Look to the sailboats that fled Katrina for inspiration.

i'd "run" like hell

and in case it's material to the story, "run" will be awfully slow if the boat in question has a displacement hull. our 42 ft ex-fishing troller has a hullspeed of 1.34 * sqrt(42) = 8.7 knots; that's a whopping 16 km/hour.
In the words of all the other advisors, Get Out.

At sea the issue is 'can we not sink?'.

Near shore the issue is 'Will we hit something then sink or vice versa?'.
The boat I use at Lake Powell (houseboat - 50' barge type) is a pain in the ASS when we get afternoon monsoons (we call them - really just 40-60mph gusts and splattering heavy hot rain - lightening/thunder) We're usually moored on a sand/rock shore with four tie lines from each corner (bow in) with the landing points of each line attached to an anchor that is buried in sand or wedged behind rock and has rocks over it - they can still pull loose and then you're f'd if you get blown in sideways.

I prefer to be in open water afternoons, but sometimes you can't be. The depth of Powell prevents some really huge waves though.

Now that the water levels are so low - you have to go through this cut channel to get to the lake from where the marinas are and that thing is a nightmare - it's like a washing machine with all the wakes building and bouncing off the rock walls. I've gotten swamped there. Large cruisers like to cut wake across the bow of the houseboats, which floods the flat prow area and can tilt you to a 40 degree angle (it feels like 80 when it happens. The water drains, but it takes a bit and if you were to get hit a few in a row - you'd take on too much water and it would get into the cabin area and then your pumps would have to ship it out.

Having a better front end - like a cabin cruiser would help this.

And these houseboats do have motors - usually two covered outboards (90s or 150s) Flat out speed on smooth lake would be about 10 mph.

For a Powell storm, if there were storm like that - I'd find a deep water canyon and try to stay near to the sheltering wall without being tied to anything. (A danger with this is something that happens to newbies all the time, moor beneath a canyon wall and when it starts to rain - realize you are now at the catch end of a brand new temporary waterfall) If everything were flat - I'd probably go to the deepest water with the most forgiving shores... racking up on some mud and grass being far preferable to rocks.

I have a friend who was living on a houseboat on Lake Pontchartrain when Katrina hit. She was a very foolish person and not only did she leave her boat in harbor, she didn't evacuate until the storm was on her and she had to be rescued off the roof of the community center where she worked. As far as what happened to the househoat in a shallow marina... well... they found her toilet brush. And eventually the hull. But it took a while.

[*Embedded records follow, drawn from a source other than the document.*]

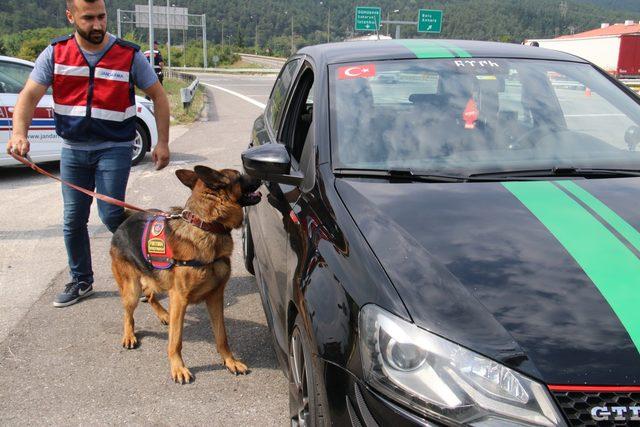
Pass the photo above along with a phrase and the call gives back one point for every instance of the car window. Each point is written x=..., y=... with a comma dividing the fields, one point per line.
x=471, y=116
x=278, y=96
x=586, y=110
x=13, y=76
x=299, y=116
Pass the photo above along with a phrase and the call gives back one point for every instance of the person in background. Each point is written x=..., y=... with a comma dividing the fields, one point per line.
x=158, y=61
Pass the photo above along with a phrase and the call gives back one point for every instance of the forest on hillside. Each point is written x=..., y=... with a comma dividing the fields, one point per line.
x=270, y=26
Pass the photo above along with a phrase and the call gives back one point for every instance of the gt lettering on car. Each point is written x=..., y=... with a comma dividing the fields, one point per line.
x=357, y=71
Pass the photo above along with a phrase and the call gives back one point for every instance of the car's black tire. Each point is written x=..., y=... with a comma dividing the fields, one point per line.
x=307, y=401
x=247, y=246
x=140, y=145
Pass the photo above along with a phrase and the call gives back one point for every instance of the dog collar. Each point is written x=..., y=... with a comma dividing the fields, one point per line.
x=211, y=227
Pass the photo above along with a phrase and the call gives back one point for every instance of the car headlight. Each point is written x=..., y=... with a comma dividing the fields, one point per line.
x=148, y=105
x=445, y=381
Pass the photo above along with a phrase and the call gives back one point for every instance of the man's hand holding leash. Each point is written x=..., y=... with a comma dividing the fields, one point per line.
x=22, y=116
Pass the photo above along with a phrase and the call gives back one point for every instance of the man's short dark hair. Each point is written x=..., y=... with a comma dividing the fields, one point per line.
x=72, y=3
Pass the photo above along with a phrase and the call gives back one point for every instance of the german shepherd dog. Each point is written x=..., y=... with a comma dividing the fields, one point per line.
x=217, y=197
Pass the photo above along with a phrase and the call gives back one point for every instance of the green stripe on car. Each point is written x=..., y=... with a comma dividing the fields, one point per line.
x=460, y=53
x=427, y=49
x=431, y=49
x=625, y=229
x=608, y=262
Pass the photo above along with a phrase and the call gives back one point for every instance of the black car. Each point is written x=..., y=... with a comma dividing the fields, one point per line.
x=458, y=245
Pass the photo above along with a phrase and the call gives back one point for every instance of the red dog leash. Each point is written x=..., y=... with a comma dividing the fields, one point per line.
x=29, y=163
x=190, y=217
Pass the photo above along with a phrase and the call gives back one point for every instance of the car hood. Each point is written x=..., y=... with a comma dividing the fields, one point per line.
x=542, y=276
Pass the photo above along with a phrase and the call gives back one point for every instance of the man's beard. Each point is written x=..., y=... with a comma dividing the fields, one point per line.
x=93, y=37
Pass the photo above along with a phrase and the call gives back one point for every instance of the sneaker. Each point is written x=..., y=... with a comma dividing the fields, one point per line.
x=73, y=292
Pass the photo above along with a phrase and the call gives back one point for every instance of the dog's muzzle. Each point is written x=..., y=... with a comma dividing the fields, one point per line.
x=250, y=195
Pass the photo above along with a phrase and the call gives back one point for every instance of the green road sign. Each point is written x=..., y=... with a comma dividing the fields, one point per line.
x=368, y=18
x=429, y=21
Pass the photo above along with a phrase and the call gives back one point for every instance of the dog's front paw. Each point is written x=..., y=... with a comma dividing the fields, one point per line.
x=129, y=341
x=181, y=375
x=235, y=366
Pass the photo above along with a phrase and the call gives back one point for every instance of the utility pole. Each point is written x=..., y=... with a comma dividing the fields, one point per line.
x=329, y=26
x=168, y=36
x=256, y=41
x=119, y=25
x=204, y=40
x=151, y=55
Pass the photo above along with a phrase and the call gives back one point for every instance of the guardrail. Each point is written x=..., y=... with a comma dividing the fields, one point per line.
x=230, y=70
x=260, y=59
x=186, y=93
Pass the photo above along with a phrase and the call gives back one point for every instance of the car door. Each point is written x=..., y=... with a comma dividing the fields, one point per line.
x=267, y=218
x=45, y=143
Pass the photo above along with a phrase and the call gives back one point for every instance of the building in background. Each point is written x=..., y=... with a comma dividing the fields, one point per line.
x=614, y=48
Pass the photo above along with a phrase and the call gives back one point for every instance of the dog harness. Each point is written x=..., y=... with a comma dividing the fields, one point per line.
x=157, y=251
x=94, y=102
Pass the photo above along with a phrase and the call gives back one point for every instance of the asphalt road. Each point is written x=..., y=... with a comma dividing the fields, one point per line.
x=66, y=366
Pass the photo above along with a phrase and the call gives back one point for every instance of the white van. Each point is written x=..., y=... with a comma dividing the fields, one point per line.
x=45, y=143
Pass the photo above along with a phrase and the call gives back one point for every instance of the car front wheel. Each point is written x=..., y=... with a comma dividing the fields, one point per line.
x=305, y=399
x=140, y=144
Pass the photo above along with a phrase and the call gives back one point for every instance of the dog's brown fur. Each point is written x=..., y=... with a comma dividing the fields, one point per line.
x=214, y=197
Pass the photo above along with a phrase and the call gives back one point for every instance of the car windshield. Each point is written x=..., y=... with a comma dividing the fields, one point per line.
x=480, y=115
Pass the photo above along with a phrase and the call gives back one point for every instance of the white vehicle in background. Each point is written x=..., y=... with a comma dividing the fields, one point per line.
x=45, y=143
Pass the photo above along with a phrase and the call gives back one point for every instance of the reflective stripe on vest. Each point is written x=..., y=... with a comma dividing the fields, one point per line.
x=93, y=103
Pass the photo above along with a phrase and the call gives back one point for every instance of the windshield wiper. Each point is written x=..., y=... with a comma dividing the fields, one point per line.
x=559, y=171
x=398, y=174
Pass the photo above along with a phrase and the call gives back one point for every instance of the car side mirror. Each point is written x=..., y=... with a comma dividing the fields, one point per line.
x=632, y=137
x=270, y=162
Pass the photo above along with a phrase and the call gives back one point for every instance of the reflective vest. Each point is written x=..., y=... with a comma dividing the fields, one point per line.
x=94, y=103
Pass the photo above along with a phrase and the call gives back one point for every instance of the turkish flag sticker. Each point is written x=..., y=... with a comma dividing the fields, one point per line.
x=357, y=71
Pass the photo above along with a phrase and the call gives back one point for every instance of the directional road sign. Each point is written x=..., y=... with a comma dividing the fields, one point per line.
x=368, y=18
x=429, y=21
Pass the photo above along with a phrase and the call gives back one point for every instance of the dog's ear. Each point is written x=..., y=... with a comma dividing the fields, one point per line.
x=187, y=177
x=212, y=178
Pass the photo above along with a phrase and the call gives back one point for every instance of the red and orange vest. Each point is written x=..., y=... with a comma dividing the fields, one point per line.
x=94, y=103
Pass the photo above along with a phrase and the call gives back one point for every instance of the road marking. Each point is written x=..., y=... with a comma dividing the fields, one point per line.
x=239, y=95
x=595, y=115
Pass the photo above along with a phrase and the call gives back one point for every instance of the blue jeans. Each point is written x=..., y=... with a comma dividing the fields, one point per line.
x=105, y=171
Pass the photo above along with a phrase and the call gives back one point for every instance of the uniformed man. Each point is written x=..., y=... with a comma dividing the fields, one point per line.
x=92, y=74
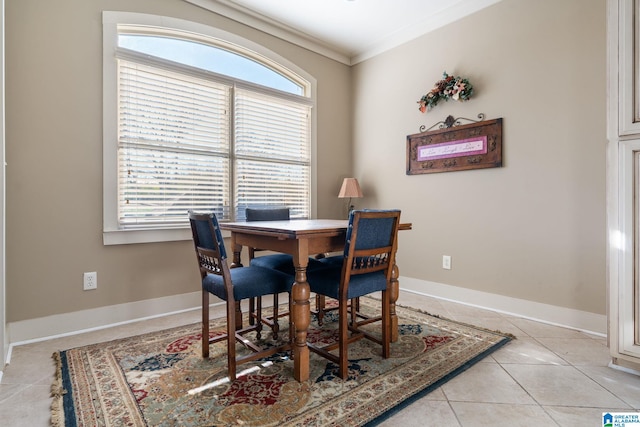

For the record, hers was more of the flat barge with a house on top sort of houseboat, but she did have an engine and bilge pumps and a cute little pilot house/room with radar and radio and all that.
14 hours warning? Plenty oh time to GTFO!
thanks!

The houseboat

I don't know, but doubt, if a houseboat can run for it. Certain destruction if it doesn't. You are moored on a lee shore. Get out, as far to windward of the shore as you can. You won't outrun or get around the storm, but you will have some small chance of surviving. Moored as you are, you have absolutely none. What sort of power does the houseboat have? An outboard motor to putt-putt from one mooring to another? Goodbye and farewell, ye ladies of wherever. I think your best shot is to leave the houseboat and run like hell inland. Best of luck! silk_noir put me up to post this. She thinks I know everything she doesn't which is bloody little.

Re: The houseboat

I direct you to the key word "seaworthy," and some of the discussion above. *g*

Thank you for your comment, though! It's information that may come in handy in another book down the line.